Ama yinede onun peşinde koşmaya halim yoktu. Tek istediğim biraz kafa dinlemekti.

Telefonumu çantama atıp odamdan hızlıca çıktım.

Kahvaltı sofrasının başında oturan ailemin, saatlerce bana seslenmelerini umursamadan evden çıktım.

"Berikaa?"

Ayla'nın arkamdan gelmesini takmadan yoluma devam ettim.

"Heey beklesene benide?" Sinirle ona dönüp yüzüne baktım.

"Neden bekleyecekmişim seni?"

Kaşlarını çatarak önümde dikildi.

"Aynı okula gidiyoruz sonuçta."

Bende inatla önünde dikilerek elimi omzumdaki çantama koydum. 

"Seni yanımda ve çevremde istemiyorum Ayla. Daha nasıl açık konuşabilirim seninle?"

"Bak iyi bir başlangıç yapmadık biliyorum. Ama böyle devam etmek zorunda değil." Gözlerimi devirip alaycı bir kahkaha attım.

"Sen kendini ne zannediyorsun?"

"Berika yeter."

"Yetmez!" Diyerek tersledim. Boyum ondan biraz daha uzun olduğu için üstten bakıyordum.

"Sana ön yargılı davrandım haklısın.
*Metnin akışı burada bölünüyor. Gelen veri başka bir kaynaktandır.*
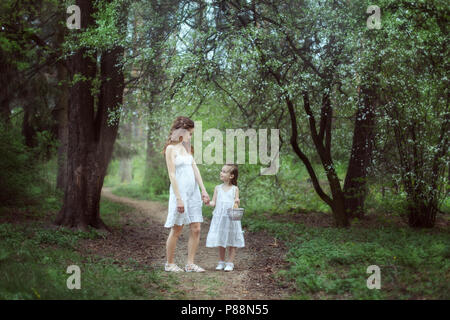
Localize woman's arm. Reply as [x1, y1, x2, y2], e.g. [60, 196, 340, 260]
[192, 159, 209, 203]
[234, 186, 241, 207]
[209, 186, 217, 207]
[166, 145, 184, 213]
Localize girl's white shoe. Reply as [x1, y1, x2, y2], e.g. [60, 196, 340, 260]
[224, 262, 234, 271]
[164, 262, 183, 272]
[216, 261, 225, 270]
[184, 263, 205, 272]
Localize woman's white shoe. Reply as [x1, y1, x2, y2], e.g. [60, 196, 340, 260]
[184, 263, 205, 272]
[164, 262, 183, 272]
[216, 261, 225, 270]
[224, 262, 234, 271]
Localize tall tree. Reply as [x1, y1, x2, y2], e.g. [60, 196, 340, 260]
[55, 0, 127, 229]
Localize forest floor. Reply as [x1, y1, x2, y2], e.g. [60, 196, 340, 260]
[80, 187, 292, 300]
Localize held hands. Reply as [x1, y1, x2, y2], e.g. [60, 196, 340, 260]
[177, 199, 184, 213]
[202, 190, 210, 205]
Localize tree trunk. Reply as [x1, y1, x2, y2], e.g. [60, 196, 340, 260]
[55, 14, 70, 191]
[344, 87, 376, 218]
[55, 1, 124, 230]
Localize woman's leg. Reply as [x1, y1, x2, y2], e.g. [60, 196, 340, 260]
[166, 225, 183, 264]
[219, 247, 226, 261]
[228, 247, 236, 262]
[187, 222, 200, 264]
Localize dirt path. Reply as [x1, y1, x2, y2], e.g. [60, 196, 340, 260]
[83, 188, 290, 300]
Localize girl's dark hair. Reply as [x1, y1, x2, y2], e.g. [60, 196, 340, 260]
[226, 163, 239, 186]
[161, 116, 194, 155]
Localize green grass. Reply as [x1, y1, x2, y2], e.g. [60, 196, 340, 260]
[243, 213, 450, 299]
[0, 200, 183, 299]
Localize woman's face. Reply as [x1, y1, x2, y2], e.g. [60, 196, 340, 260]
[220, 166, 232, 182]
[183, 128, 194, 142]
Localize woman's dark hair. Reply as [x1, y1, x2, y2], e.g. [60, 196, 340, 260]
[226, 163, 239, 186]
[161, 116, 194, 155]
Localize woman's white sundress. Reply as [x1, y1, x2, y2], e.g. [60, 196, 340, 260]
[164, 148, 203, 228]
[206, 184, 245, 248]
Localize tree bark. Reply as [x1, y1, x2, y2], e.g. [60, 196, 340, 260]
[55, 1, 124, 230]
[344, 86, 377, 218]
[55, 12, 70, 191]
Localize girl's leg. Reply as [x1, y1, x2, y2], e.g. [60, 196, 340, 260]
[166, 225, 183, 264]
[219, 247, 226, 261]
[228, 247, 236, 262]
[187, 222, 200, 264]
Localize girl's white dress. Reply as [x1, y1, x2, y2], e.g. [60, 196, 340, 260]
[164, 152, 203, 228]
[206, 184, 245, 248]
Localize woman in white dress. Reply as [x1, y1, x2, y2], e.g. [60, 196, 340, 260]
[163, 116, 210, 272]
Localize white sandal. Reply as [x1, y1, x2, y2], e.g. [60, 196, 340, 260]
[184, 263, 205, 272]
[164, 262, 183, 272]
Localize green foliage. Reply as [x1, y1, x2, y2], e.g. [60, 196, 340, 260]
[0, 198, 179, 300]
[243, 213, 450, 299]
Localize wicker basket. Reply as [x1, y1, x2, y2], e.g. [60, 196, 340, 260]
[227, 208, 244, 221]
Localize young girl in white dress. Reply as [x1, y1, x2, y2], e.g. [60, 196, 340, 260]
[206, 164, 245, 271]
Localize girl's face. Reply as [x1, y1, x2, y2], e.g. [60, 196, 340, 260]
[220, 166, 233, 183]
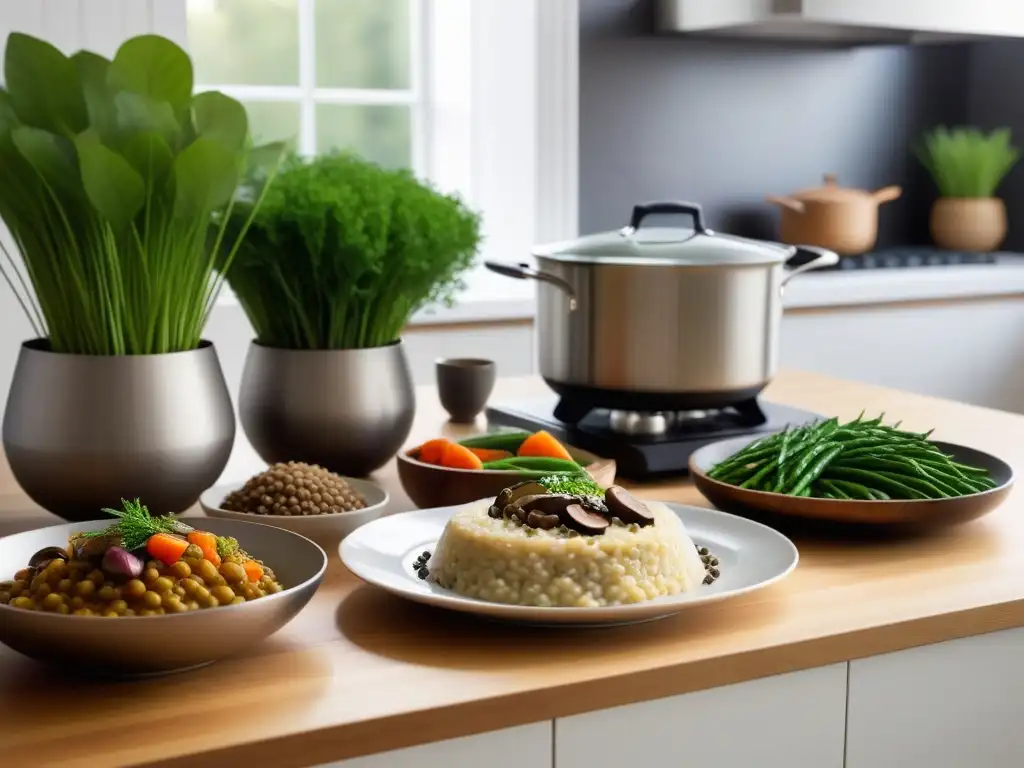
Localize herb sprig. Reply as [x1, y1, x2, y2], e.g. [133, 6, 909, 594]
[538, 475, 604, 498]
[83, 499, 195, 552]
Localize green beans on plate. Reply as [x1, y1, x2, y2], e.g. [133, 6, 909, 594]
[708, 414, 995, 501]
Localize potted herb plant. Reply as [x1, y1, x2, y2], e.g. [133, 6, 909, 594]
[915, 126, 1020, 252]
[0, 34, 280, 520]
[227, 154, 480, 475]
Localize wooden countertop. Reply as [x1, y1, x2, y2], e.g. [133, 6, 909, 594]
[0, 372, 1024, 768]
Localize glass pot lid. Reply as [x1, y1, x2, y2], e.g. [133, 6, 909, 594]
[532, 203, 796, 266]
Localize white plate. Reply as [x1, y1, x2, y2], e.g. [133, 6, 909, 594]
[341, 503, 799, 625]
[199, 477, 388, 550]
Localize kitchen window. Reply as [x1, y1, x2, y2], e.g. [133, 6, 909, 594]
[0, 0, 579, 323]
[187, 0, 428, 174]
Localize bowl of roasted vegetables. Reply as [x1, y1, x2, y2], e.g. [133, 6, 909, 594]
[689, 415, 1014, 527]
[0, 500, 327, 675]
[398, 430, 615, 508]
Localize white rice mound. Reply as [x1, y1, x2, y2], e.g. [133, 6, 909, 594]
[429, 501, 705, 608]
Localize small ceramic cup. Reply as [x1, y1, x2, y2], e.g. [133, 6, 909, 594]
[436, 357, 495, 423]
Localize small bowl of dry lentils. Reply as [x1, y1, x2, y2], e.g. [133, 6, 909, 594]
[200, 462, 388, 549]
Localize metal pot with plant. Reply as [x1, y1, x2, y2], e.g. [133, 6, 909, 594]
[914, 126, 1020, 253]
[227, 153, 480, 476]
[0, 34, 282, 520]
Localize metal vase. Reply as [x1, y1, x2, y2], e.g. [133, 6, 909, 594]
[239, 341, 416, 477]
[3, 339, 234, 521]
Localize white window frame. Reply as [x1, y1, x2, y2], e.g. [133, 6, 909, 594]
[196, 0, 431, 176]
[12, 0, 580, 324]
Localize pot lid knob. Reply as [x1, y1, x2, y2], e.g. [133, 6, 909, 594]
[620, 202, 712, 238]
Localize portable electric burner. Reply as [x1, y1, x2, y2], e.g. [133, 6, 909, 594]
[486, 394, 823, 480]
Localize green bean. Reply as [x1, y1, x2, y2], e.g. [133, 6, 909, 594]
[709, 412, 995, 501]
[828, 479, 874, 502]
[826, 467, 929, 499]
[708, 445, 775, 477]
[949, 461, 988, 477]
[793, 443, 843, 496]
[879, 470, 958, 499]
[459, 430, 530, 454]
[739, 459, 778, 488]
[784, 442, 842, 494]
[772, 432, 802, 494]
[819, 480, 853, 500]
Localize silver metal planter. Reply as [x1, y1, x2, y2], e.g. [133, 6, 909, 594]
[239, 341, 416, 476]
[3, 339, 234, 520]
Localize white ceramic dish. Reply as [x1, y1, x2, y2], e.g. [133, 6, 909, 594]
[340, 504, 799, 626]
[199, 477, 389, 550]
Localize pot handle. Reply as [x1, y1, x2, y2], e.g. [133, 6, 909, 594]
[765, 195, 807, 213]
[782, 246, 839, 286]
[483, 261, 578, 311]
[871, 185, 903, 203]
[618, 202, 708, 238]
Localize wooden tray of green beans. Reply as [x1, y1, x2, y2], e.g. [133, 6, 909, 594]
[690, 415, 1013, 524]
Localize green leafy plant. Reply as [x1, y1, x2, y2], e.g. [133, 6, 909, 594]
[221, 153, 480, 349]
[0, 33, 283, 354]
[914, 126, 1020, 198]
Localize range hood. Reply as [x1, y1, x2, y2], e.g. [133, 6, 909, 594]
[656, 0, 1024, 45]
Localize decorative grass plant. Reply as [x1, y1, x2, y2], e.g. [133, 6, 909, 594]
[914, 126, 1020, 198]
[0, 33, 282, 355]
[227, 154, 480, 349]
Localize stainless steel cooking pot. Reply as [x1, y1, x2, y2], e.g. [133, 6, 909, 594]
[486, 203, 839, 423]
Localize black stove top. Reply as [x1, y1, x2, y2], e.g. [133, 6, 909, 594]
[486, 394, 821, 480]
[787, 246, 998, 274]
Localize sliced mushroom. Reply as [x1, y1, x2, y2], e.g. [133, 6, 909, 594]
[561, 504, 611, 534]
[604, 485, 654, 525]
[495, 480, 548, 509]
[526, 512, 561, 530]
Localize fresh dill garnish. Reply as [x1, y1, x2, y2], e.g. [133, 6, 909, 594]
[217, 536, 240, 558]
[83, 499, 195, 552]
[538, 475, 604, 498]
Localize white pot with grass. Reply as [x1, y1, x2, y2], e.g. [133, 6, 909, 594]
[227, 155, 479, 476]
[916, 127, 1020, 253]
[0, 34, 281, 520]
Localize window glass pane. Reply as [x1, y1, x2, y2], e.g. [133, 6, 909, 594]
[187, 0, 299, 85]
[316, 0, 411, 89]
[316, 104, 413, 168]
[242, 101, 299, 148]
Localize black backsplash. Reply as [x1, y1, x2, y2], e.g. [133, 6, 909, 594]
[580, 0, 974, 247]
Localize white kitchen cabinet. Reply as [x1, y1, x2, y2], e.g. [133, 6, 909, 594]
[658, 0, 1024, 42]
[322, 721, 553, 768]
[555, 664, 847, 768]
[846, 629, 1024, 768]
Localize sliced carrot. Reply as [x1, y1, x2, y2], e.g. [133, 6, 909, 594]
[441, 442, 483, 469]
[418, 437, 452, 464]
[463, 445, 512, 462]
[145, 534, 188, 565]
[242, 560, 263, 583]
[519, 429, 572, 461]
[188, 530, 220, 567]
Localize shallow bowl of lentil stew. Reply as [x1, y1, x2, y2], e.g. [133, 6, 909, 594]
[199, 477, 389, 551]
[0, 519, 327, 676]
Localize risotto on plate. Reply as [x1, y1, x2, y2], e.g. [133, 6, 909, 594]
[428, 478, 719, 607]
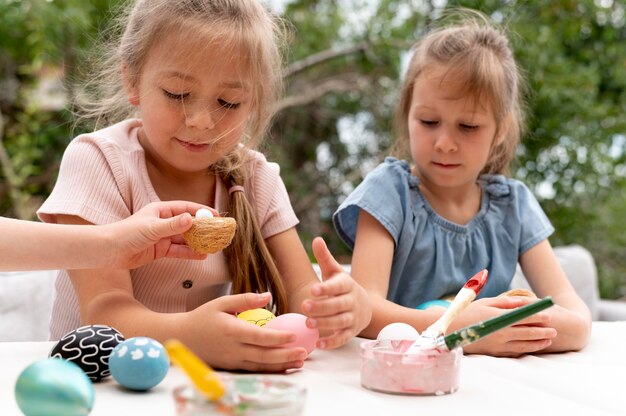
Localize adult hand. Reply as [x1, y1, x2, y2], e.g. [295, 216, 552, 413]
[301, 237, 372, 349]
[103, 201, 219, 269]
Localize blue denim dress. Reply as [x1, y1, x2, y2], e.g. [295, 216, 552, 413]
[333, 157, 554, 307]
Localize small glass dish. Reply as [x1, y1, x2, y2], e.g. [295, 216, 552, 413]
[174, 375, 306, 416]
[360, 340, 463, 396]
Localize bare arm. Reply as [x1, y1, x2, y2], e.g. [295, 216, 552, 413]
[52, 216, 306, 371]
[352, 210, 555, 356]
[520, 240, 591, 352]
[0, 201, 217, 270]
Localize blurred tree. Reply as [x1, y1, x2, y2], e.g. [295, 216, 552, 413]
[269, 0, 626, 297]
[0, 0, 626, 297]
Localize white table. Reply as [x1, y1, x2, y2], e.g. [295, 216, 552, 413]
[0, 322, 626, 416]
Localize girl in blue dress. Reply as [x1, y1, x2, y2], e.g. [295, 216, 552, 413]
[333, 13, 591, 356]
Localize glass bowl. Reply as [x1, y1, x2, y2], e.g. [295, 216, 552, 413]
[360, 340, 463, 395]
[174, 375, 306, 416]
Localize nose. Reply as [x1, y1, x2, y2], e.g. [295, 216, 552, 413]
[435, 129, 457, 153]
[185, 103, 215, 130]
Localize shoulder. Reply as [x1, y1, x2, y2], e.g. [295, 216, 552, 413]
[363, 157, 419, 190]
[66, 119, 143, 157]
[479, 175, 537, 206]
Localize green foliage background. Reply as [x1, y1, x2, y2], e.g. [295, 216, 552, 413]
[0, 0, 626, 298]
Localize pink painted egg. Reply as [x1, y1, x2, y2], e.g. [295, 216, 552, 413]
[265, 313, 320, 354]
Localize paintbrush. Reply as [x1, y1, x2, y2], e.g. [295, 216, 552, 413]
[165, 339, 226, 401]
[409, 269, 489, 351]
[435, 296, 554, 350]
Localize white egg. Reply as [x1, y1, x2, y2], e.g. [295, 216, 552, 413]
[196, 208, 213, 219]
[376, 322, 420, 341]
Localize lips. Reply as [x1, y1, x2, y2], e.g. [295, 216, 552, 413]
[176, 139, 209, 153]
[432, 162, 461, 169]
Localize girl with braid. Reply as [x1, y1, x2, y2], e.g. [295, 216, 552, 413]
[38, 0, 371, 371]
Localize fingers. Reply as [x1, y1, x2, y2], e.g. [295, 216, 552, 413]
[317, 329, 352, 350]
[477, 296, 537, 309]
[311, 271, 354, 297]
[464, 325, 557, 357]
[214, 292, 272, 313]
[150, 213, 192, 239]
[312, 237, 343, 280]
[302, 296, 354, 318]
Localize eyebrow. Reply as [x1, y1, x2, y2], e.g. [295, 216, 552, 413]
[163, 71, 247, 90]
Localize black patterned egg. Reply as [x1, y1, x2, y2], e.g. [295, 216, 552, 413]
[50, 325, 124, 381]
Ama düzeltmeye çalışıyorum."

"Eski sevgilimle yatarak mı?" Omzumdan ittirerek üzerime yürüdü. Bense alaycı gülümsememle daha da sinirlenmesini sağladım.

"Sen gerçekten başına gelen her şeyi hakediyorsun!"

Hiç cevap vermeden yanımdan geçip gitmesini izledim. Sanki söylediklerim yalandı! Gözden kaybolduğunda bende okulun yolunu tutup karşı kaldırıma geçtim.

Çok geçmeden okula gelip kendimi tuvalete attım. Akşamdan beri hiçbir şey yemediğim için başım dönmeye başlamıştı. Lavaboya ellerimi yaslayıp bir kaç saniye gözlerimi kapattım.

Son bir kaç gündür adam gibi bir şey yememiştim bile. Eskisi gibi yeme bozukluğum başlarsa ne bok yerim diye düşündüm. Babama olan öfkemi kendimden çıkarıp, iki sene önce neredeyse 40 kiloya kadar düşmüştüm. 

Midemde yemek durmuyordu resmen işkence gibiydi.

Çantamı açıp yanıma cüzdan almışmıyım diye kontrol ettim. Kahretsin!

Tabiki almamıştım.

İçeri kızlar girmeye başlayınca bende dikkat çekmemek için lavabodan çıkıp sınıfa yöneldim.

Nazlı'yla selamlaşıp yanına oturdum. Biraz endişeli bir yüz ifadesiyle beni inceledi.

"Sen iyi misin? Yüzün solgun görünüyor?"